A precise cancer staging system is also important for both patients and clinicians. The IMIG staging system was revised to version 8 in 2017.23) In addition, the maximum thickness and sum of three-level thickness24) and CT volume of the tumor25) were introduced to more precisely reflect the prognosis of patients with MPM. In Japan, data regarding newly diagnosed MPM are being prospectively collected from 2017 to 2018 by the Japanese Joint Committee for Lung Cancer Registration not only to investigate epidemiology and treatment choices, but also in anticipation of the validation of version 8 of the IMIG staging system.

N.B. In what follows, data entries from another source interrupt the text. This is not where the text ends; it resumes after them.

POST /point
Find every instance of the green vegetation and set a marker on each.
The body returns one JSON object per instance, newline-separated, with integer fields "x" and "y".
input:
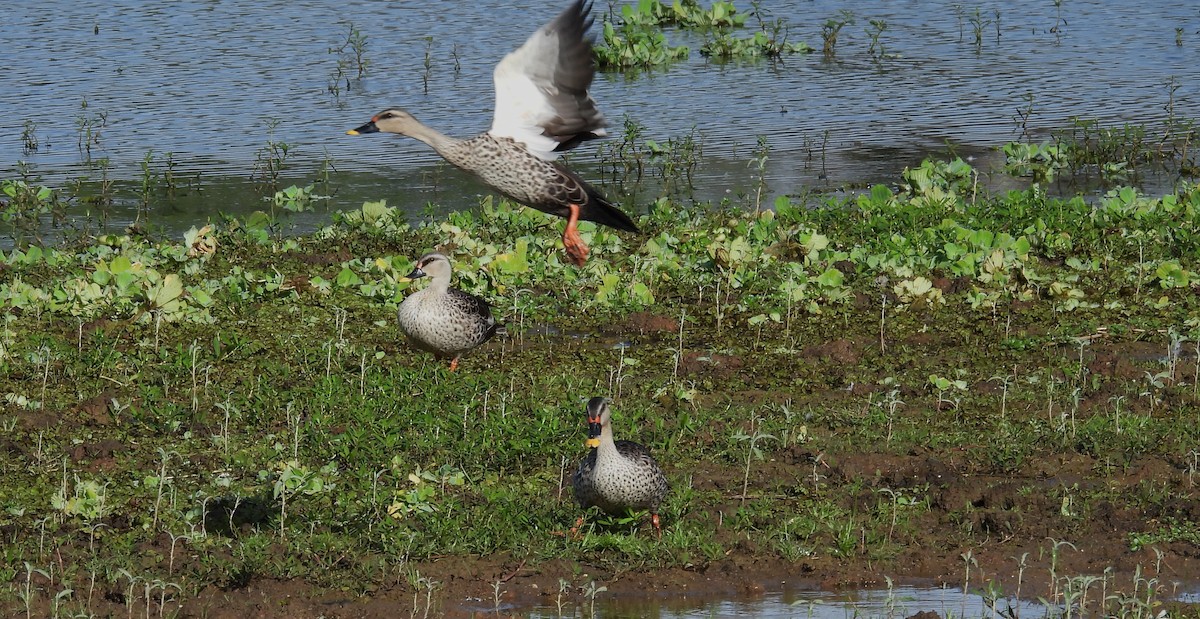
{"x": 639, "y": 41}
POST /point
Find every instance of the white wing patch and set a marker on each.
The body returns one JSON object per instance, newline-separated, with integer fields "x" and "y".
{"x": 525, "y": 86}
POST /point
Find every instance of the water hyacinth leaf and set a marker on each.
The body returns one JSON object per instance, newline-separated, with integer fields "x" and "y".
{"x": 607, "y": 288}
{"x": 373, "y": 211}
{"x": 165, "y": 295}
{"x": 641, "y": 293}
{"x": 346, "y": 277}
{"x": 515, "y": 262}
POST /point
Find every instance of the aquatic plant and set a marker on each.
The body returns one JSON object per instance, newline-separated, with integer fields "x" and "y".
{"x": 635, "y": 47}
{"x": 23, "y": 208}
{"x": 874, "y": 32}
{"x": 270, "y": 160}
{"x": 29, "y": 137}
{"x": 831, "y": 29}
{"x": 351, "y": 60}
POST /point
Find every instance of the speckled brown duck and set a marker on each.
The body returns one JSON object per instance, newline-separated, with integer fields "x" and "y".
{"x": 617, "y": 475}
{"x": 543, "y": 108}
{"x": 441, "y": 319}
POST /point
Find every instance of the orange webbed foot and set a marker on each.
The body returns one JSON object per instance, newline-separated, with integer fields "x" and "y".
{"x": 571, "y": 240}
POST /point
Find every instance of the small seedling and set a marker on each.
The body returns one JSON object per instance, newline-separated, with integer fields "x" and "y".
{"x": 831, "y": 29}
{"x": 753, "y": 451}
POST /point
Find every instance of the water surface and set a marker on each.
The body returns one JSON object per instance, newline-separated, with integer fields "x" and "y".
{"x": 203, "y": 79}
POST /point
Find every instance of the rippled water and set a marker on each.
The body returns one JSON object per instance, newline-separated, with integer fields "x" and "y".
{"x": 898, "y": 602}
{"x": 201, "y": 79}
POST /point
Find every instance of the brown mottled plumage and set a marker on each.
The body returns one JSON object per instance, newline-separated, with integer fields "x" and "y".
{"x": 441, "y": 319}
{"x": 543, "y": 108}
{"x": 617, "y": 475}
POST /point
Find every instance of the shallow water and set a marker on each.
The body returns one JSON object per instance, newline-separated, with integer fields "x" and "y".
{"x": 201, "y": 79}
{"x": 898, "y": 602}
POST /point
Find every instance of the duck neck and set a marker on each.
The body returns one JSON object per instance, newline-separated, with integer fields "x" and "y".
{"x": 439, "y": 286}
{"x": 435, "y": 138}
{"x": 607, "y": 445}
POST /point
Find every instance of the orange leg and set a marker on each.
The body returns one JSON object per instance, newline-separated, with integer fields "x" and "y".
{"x": 571, "y": 240}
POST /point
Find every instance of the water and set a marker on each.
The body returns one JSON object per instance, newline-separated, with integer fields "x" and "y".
{"x": 898, "y": 602}
{"x": 201, "y": 79}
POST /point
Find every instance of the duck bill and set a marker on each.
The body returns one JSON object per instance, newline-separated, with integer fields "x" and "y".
{"x": 370, "y": 127}
{"x": 593, "y": 432}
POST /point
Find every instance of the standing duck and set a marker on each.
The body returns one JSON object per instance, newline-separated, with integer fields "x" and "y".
{"x": 543, "y": 108}
{"x": 441, "y": 319}
{"x": 617, "y": 475}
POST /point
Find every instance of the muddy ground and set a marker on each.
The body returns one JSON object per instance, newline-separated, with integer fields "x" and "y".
{"x": 991, "y": 516}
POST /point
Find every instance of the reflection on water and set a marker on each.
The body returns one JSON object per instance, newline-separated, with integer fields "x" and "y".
{"x": 202, "y": 80}
{"x": 898, "y": 602}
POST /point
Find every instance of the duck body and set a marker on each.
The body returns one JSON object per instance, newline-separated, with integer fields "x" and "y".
{"x": 617, "y": 475}
{"x": 441, "y": 319}
{"x": 543, "y": 108}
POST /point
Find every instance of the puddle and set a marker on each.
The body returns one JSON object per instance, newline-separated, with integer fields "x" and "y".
{"x": 899, "y": 602}
{"x": 202, "y": 80}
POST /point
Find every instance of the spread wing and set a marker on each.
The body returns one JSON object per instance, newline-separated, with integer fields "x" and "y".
{"x": 541, "y": 88}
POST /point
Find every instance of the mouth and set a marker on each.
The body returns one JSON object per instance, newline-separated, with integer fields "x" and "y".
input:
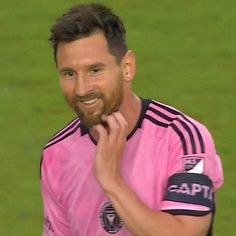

This study had several limitations. First, this was a retrospective study with several biases and with a small sample from a single institution, which could have affected the statistical accuracy. Because of the rarity of MPM, the accumulation of cases was performed not domestically but globally. Second, technical problems were encountered, especially in P/D, as described above; each surgeon’s surgical experience was limited. We might still be in the learning curve period. To resolve these problems, technical improvement of MPM surgery and larger prospective randomized controlled studies are required although enrollment of such clinical trials is very difficult due to the rarity of MPM.

Conclusion

Survival of patients with MPM remains poor despite multimodal treatment. P/D was comparable with EPP and could be a safe and feasible treatment for patients with MPM in our study. P/D could be another surgical treatment when technically feasible.

Disclosure Statement

The authors declare no competing financial conflicts of interest.